Para os outros
(Fotografia de Luzia Simons, in http://www.imafotogaleria.com.br)
Levantou-se e seguiu para a arrumação da cozinha. Seus olhos caíam um pouco pelos cantos e o sol amanhecendo estava quase distante. Lavando a louça, o dia nascia.
Seus olhos eram os mesmos.
Livrou-se da louça e dos cabelos que a perturbavam na arrumação desordenada. Ajeitou-os maquinalmente, como fazia sempre: um coque, no alto, disfarçando sua figura para quem quer que eventualmente ali a visse, assim.
A sala parecia em ordem, os móveis todos dispostos como os havia moldado, dez anos atrás, para agradar os visitantes. A sala, impecável, não soluçava um pó e não descerrava nenhuma surpresa, seus quadros imóveis e suas luzes que descortinavam o dia.

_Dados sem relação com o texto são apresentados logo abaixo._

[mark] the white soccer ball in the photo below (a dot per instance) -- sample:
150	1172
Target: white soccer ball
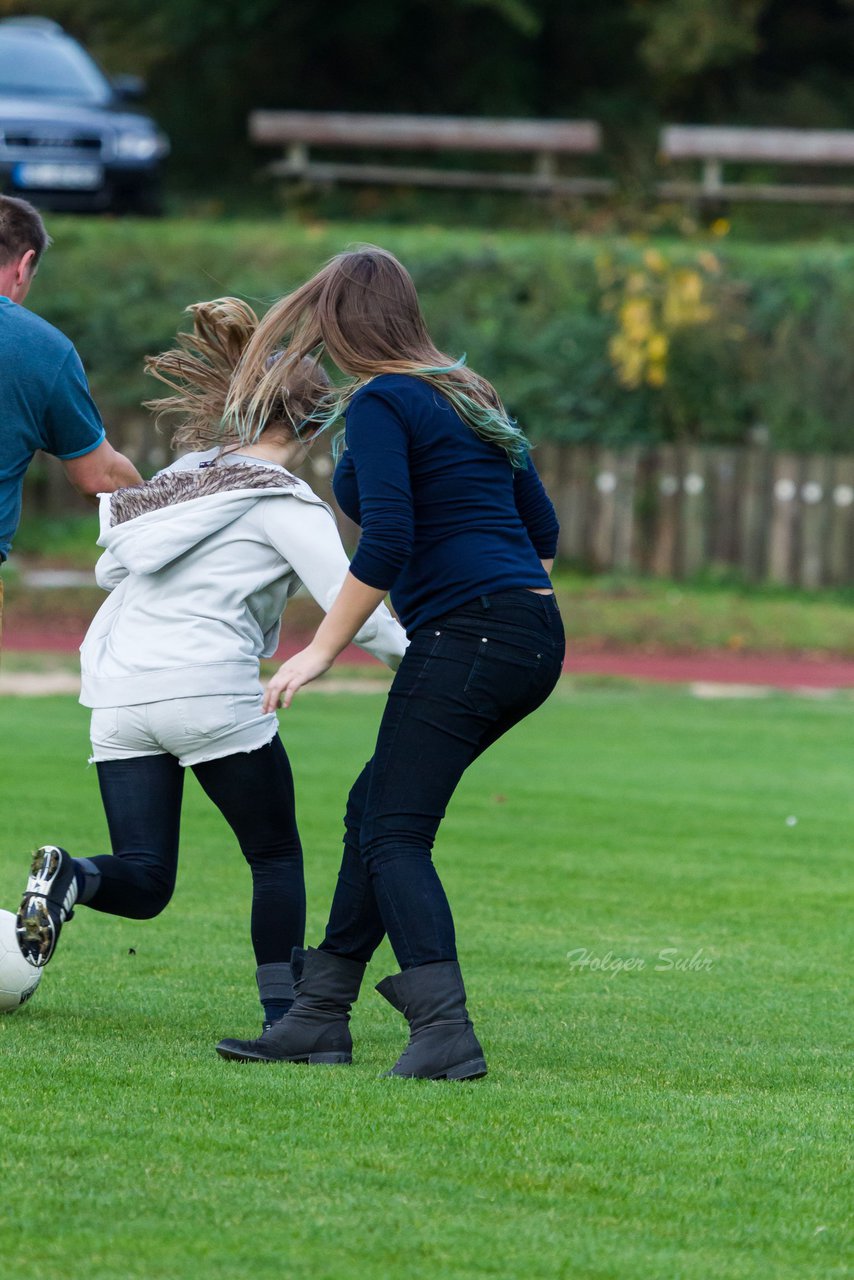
18	979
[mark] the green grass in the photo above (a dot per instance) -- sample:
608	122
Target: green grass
636	1125
607	611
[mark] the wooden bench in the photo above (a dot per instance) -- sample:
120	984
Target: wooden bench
716	145
546	141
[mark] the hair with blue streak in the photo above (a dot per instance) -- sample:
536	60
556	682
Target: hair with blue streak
362	311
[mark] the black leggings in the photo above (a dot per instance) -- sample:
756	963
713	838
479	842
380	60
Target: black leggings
252	790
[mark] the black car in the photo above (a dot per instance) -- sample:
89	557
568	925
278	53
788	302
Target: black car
67	141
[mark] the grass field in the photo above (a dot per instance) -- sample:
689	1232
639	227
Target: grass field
613	612
683	1116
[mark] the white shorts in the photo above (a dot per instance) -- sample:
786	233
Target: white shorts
192	728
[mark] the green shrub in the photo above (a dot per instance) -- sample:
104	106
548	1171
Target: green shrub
543	315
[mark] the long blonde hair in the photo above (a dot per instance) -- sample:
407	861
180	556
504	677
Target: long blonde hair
200	370
364	312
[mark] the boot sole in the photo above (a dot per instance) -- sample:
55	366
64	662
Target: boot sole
234	1055
35	931
473	1070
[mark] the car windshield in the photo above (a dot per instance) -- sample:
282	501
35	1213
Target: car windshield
49	68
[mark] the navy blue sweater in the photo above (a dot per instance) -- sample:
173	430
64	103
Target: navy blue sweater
444	517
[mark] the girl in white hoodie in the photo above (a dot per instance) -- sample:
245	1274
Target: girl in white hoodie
200	563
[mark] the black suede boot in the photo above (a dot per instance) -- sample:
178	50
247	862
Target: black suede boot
442	1045
315	1029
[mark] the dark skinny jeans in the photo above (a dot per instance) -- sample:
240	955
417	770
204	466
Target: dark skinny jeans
465	680
252	790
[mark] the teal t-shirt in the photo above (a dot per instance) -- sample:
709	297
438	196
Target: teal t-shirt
45	403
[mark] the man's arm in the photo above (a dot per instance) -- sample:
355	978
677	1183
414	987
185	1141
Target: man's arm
101	470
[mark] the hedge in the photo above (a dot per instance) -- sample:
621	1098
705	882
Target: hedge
587	338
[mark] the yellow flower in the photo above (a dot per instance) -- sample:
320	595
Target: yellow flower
635	318
657	347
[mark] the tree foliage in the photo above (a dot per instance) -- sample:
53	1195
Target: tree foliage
628	63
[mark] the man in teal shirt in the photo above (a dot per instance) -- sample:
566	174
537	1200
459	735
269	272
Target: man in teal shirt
45	402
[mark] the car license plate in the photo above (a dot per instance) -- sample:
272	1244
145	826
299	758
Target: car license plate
49	176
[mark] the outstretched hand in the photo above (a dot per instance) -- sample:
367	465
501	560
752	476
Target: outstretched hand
292	675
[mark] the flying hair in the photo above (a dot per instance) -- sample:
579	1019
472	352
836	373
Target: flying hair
200	370
361	310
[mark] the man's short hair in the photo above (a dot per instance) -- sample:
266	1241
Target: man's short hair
21	229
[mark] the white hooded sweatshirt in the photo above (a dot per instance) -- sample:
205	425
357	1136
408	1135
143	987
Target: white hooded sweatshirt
200	563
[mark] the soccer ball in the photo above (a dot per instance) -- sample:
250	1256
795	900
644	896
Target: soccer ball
18	979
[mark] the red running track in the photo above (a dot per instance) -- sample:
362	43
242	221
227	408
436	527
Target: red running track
777	671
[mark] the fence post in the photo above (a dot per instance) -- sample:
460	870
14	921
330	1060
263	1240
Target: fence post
665	533
814	521
840	552
785	519
756	497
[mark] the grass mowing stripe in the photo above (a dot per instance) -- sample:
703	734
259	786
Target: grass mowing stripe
636	1121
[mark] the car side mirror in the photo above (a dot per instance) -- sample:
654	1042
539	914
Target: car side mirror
128	87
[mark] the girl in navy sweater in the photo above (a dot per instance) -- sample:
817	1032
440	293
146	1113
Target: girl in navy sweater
456	525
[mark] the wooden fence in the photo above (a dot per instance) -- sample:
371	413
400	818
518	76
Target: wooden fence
675	511
670	511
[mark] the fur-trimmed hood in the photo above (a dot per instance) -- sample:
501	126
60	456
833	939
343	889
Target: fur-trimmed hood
150	525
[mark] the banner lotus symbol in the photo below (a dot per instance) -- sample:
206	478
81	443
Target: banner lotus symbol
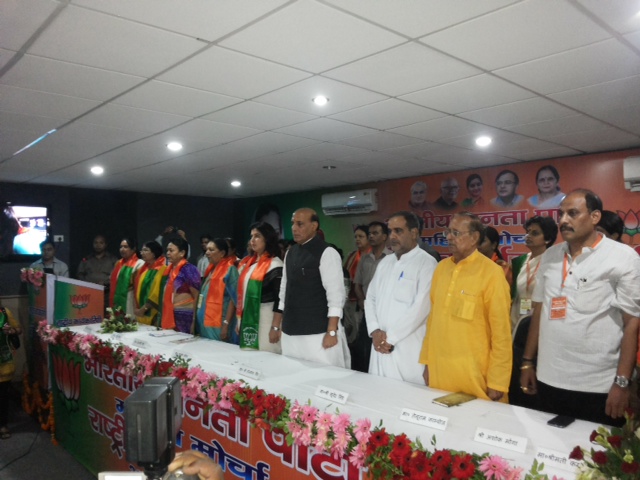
67	376
80	301
631	222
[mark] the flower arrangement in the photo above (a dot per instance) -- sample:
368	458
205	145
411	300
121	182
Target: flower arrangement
386	455
619	456
118	321
33	276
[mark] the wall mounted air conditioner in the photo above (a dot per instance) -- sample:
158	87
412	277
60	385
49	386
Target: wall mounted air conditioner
345	203
631	173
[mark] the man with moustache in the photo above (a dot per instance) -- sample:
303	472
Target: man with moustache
397	303
312	295
467	347
584	327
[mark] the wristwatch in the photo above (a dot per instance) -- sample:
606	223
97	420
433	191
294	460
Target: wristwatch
621	381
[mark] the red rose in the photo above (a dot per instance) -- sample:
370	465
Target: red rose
599	457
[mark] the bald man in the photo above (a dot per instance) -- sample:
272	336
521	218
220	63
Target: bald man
312	295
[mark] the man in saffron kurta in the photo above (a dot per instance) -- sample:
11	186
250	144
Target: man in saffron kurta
468	342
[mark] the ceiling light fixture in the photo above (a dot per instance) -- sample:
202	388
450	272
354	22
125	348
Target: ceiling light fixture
483	141
320	100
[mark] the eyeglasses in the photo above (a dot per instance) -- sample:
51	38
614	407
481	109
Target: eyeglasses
454	233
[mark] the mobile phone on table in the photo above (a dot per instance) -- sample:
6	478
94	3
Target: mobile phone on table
561	421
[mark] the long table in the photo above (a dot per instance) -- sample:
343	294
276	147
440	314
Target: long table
90	426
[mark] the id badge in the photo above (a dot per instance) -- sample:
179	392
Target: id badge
558	309
525	306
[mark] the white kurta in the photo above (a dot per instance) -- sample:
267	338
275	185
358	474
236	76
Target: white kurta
398	303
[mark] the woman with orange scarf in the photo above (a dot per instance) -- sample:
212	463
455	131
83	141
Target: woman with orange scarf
121	285
258	291
147	281
215	315
181	285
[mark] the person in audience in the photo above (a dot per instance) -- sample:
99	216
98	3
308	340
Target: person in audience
215	317
467	347
449	189
474	187
202	261
584	326
258	313
489	248
541	234
147	282
507	183
397	303
418	202
549	194
121	282
49	263
361	348
611	225
352	312
8	326
312	295
181	288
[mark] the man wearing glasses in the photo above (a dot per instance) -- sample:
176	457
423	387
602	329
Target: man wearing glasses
467	347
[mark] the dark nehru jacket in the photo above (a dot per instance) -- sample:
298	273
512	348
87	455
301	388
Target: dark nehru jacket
305	306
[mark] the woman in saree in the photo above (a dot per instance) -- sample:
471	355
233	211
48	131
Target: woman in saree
180	289
215	316
147	281
121	285
258	290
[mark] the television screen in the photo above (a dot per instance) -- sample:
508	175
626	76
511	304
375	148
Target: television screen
22	229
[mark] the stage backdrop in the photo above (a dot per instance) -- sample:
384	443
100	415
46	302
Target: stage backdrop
504	203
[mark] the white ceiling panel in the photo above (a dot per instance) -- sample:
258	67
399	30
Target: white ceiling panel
90	38
402	70
315	51
258	116
230	73
471	93
53	76
388	114
597	63
518	33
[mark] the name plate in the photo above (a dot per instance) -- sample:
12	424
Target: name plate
332	394
249	372
140	343
500	439
425	419
557	459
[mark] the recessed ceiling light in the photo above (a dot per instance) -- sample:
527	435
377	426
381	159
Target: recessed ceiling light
483	141
320	100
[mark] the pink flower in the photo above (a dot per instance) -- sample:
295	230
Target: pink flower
494	467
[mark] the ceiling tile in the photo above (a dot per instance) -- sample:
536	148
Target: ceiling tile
402	70
387	114
231	73
471	93
325	129
416	18
315	51
596	63
90	38
258	116
519	113
518	33
53	76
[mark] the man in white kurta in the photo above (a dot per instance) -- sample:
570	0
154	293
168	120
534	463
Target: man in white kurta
398	303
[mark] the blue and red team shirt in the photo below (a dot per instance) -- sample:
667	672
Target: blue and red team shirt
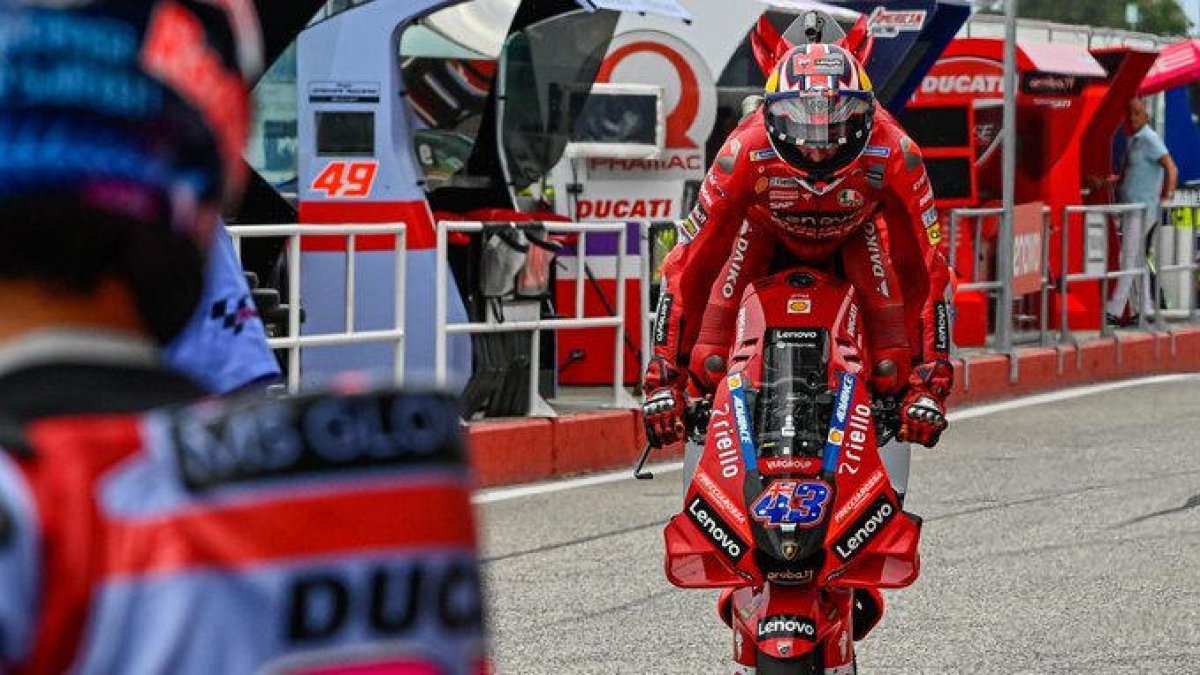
223	346
313	536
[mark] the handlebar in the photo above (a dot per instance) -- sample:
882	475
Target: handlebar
886	411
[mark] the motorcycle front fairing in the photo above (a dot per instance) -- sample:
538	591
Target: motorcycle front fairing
790	487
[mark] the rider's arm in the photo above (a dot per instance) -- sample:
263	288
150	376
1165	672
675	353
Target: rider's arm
867	263
913	233
19	554
706	239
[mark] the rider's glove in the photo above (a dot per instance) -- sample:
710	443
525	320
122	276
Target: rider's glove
664	405
923	411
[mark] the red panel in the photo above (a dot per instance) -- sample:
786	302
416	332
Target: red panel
503	453
594	441
415	214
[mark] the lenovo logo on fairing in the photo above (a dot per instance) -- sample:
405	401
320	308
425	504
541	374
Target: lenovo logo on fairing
865	529
786	627
705	517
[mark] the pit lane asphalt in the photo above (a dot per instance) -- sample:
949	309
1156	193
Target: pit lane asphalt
1057	538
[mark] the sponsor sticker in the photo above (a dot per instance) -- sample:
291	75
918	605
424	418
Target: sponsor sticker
709	521
711	489
790	465
850	198
729	157
859	496
786	627
861	532
838	420
942	327
688	230
935	234
875	175
799	304
891	23
742	422
930	216
661	318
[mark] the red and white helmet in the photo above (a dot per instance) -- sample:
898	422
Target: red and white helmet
820	109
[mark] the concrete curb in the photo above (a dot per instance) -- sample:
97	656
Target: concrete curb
522	451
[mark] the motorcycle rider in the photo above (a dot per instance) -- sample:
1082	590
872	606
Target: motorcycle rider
819	174
249	536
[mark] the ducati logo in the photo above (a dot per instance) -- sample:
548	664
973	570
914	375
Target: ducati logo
790	549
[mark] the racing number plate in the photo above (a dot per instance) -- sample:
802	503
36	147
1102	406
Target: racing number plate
792	502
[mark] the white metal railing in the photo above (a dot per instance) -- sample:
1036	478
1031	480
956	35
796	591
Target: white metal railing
996	285
1066	279
293	342
443	329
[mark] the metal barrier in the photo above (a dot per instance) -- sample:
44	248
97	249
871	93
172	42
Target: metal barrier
538	407
1066	279
1161	270
294	341
1003	316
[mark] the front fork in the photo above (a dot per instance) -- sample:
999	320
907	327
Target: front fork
773	620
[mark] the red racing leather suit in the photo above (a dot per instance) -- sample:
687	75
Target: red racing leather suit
876	223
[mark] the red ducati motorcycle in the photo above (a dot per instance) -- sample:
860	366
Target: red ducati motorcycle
790	507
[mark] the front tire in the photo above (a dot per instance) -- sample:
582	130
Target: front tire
808	664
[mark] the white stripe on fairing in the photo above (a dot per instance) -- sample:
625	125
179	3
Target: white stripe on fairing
521	491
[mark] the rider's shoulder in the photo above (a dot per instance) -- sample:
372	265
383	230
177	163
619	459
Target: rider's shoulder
747	143
889	142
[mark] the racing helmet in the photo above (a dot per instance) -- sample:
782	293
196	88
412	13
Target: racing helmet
819	109
121	131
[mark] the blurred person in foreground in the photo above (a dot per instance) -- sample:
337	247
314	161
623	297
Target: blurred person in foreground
142	529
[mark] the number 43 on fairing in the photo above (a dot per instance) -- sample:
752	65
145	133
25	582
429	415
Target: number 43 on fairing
792	502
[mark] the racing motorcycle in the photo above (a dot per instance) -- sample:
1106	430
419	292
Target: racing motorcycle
790	508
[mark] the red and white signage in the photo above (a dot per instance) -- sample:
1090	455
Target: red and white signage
601	209
1027	249
964	76
889	23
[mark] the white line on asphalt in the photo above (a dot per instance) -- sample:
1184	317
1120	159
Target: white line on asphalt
520	491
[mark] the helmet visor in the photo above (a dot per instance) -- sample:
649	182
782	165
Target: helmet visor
822	118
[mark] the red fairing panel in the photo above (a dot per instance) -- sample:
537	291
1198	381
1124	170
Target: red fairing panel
869	541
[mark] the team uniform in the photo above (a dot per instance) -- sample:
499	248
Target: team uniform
821	175
223	346
876	223
258	536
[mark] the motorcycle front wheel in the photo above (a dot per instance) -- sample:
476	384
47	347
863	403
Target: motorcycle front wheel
808	664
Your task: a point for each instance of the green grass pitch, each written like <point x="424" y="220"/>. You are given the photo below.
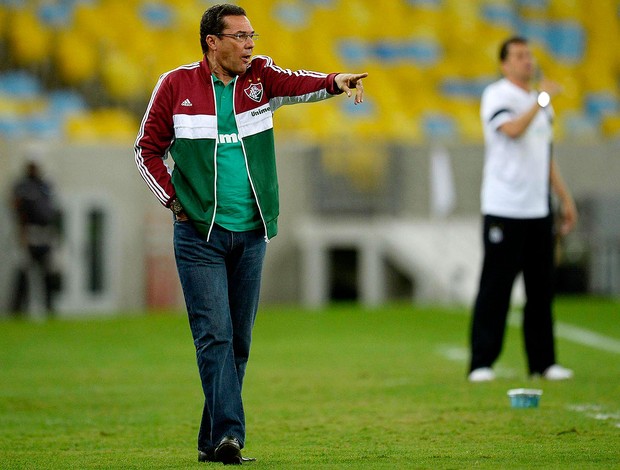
<point x="344" y="387"/>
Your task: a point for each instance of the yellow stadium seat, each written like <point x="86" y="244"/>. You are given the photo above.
<point x="29" y="39"/>
<point x="76" y="57"/>
<point x="108" y="124"/>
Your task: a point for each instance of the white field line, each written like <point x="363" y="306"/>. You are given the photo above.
<point x="577" y="335"/>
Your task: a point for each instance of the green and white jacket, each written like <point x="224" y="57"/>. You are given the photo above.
<point x="181" y="120"/>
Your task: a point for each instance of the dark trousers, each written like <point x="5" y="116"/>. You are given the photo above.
<point x="512" y="246"/>
<point x="40" y="260"/>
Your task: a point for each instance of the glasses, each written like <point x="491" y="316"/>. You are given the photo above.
<point x="240" y="37"/>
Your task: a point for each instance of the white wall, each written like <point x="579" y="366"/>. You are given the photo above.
<point x="140" y="234"/>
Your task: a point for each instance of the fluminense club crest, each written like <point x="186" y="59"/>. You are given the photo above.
<point x="255" y="91"/>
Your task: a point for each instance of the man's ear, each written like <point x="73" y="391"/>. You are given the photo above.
<point x="210" y="40"/>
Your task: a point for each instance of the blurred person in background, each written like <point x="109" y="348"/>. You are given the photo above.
<point x="37" y="218"/>
<point x="215" y="118"/>
<point x="518" y="224"/>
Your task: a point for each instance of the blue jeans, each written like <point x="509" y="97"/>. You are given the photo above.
<point x="221" y="284"/>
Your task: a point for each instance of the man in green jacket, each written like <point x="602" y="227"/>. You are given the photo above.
<point x="215" y="118"/>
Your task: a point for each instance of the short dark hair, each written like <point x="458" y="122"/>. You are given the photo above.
<point x="212" y="21"/>
<point x="503" y="50"/>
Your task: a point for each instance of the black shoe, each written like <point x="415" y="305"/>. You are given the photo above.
<point x="228" y="451"/>
<point x="206" y="456"/>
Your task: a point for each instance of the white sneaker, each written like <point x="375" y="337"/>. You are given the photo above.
<point x="557" y="372"/>
<point x="482" y="374"/>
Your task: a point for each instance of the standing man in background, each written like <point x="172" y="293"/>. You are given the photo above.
<point x="215" y="118"/>
<point x="37" y="230"/>
<point x="519" y="175"/>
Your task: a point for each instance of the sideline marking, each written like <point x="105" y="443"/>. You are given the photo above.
<point x="576" y="334"/>
<point x="587" y="337"/>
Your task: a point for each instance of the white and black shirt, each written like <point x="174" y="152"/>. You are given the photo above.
<point x="515" y="180"/>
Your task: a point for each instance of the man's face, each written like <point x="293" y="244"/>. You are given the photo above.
<point x="519" y="63"/>
<point x="230" y="54"/>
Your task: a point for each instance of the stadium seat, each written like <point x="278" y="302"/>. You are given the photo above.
<point x="429" y="59"/>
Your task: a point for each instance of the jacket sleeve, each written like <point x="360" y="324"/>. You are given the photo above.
<point x="154" y="139"/>
<point x="285" y="86"/>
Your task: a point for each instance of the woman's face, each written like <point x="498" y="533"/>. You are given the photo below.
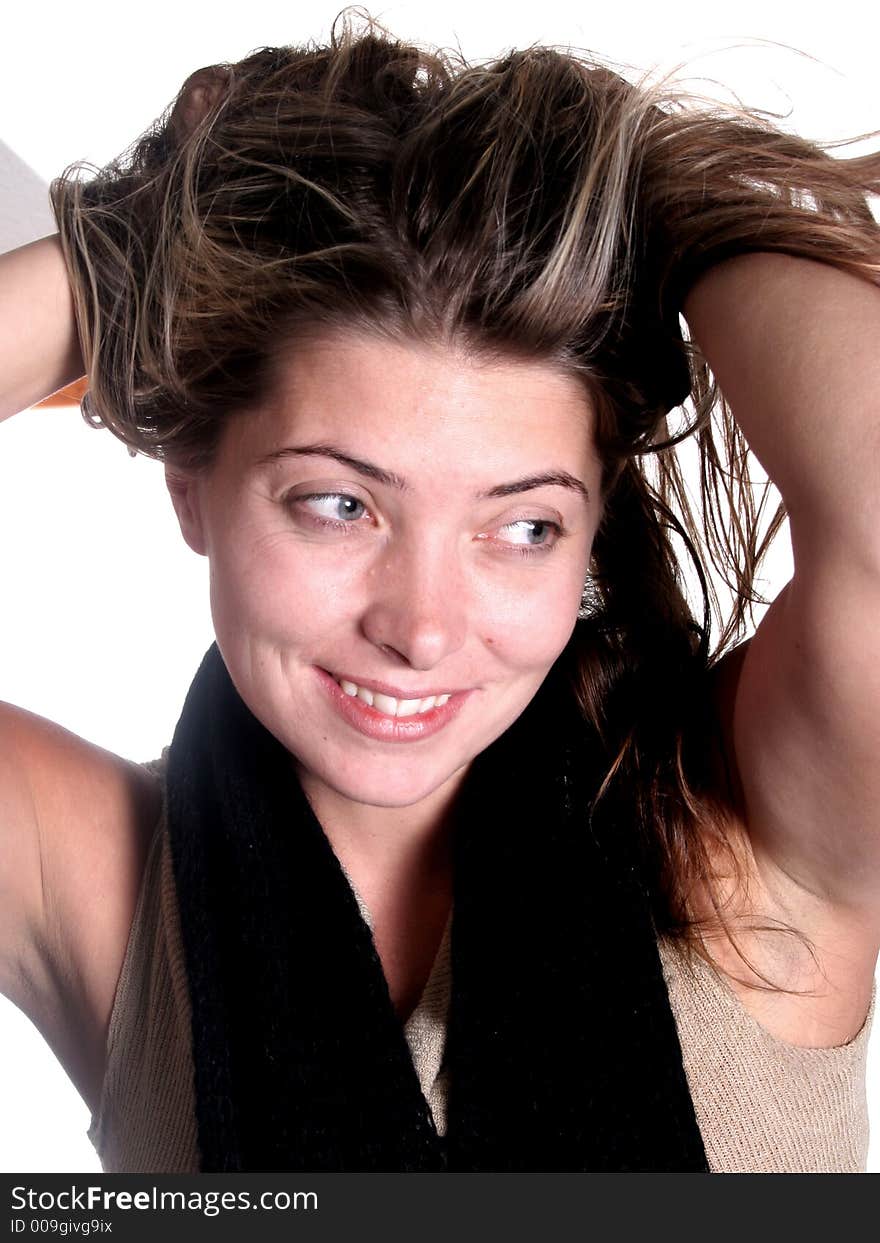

Vistoriou os quartos, o banheiro, e finalmente a porta de entrada, que era religiosamente limpa. Diária e trabalhosamente limpa, a porta de entrada e sua importância quase absoluta.
A essa altura, o coque se embaralhava novamente. Hoje talvez viesse alguém, e a sala deveria estar pronta, os banheiros asseados e a cozinha sorridente.
O dia trouxe consigo o céu e ela flutuou alguns centímetros às avessas enquanto caminhava vagarosamente pelo corredor extenso, enxuto e tratado como um cão.
Seu banho foi morno, programado e imensamente reduzido.
Pôs-se sem o coque: não evitava mais o atropelo de visões e o desacordo de impressões, mas se arrumava, adequada, para a eventual visita. Sentou-se na ponta do sofá claro, limpíssimo, da sala, e procurou se entreter com os vértices alvíssimos da sala, lembrando das manchas que um dia dali abluiu.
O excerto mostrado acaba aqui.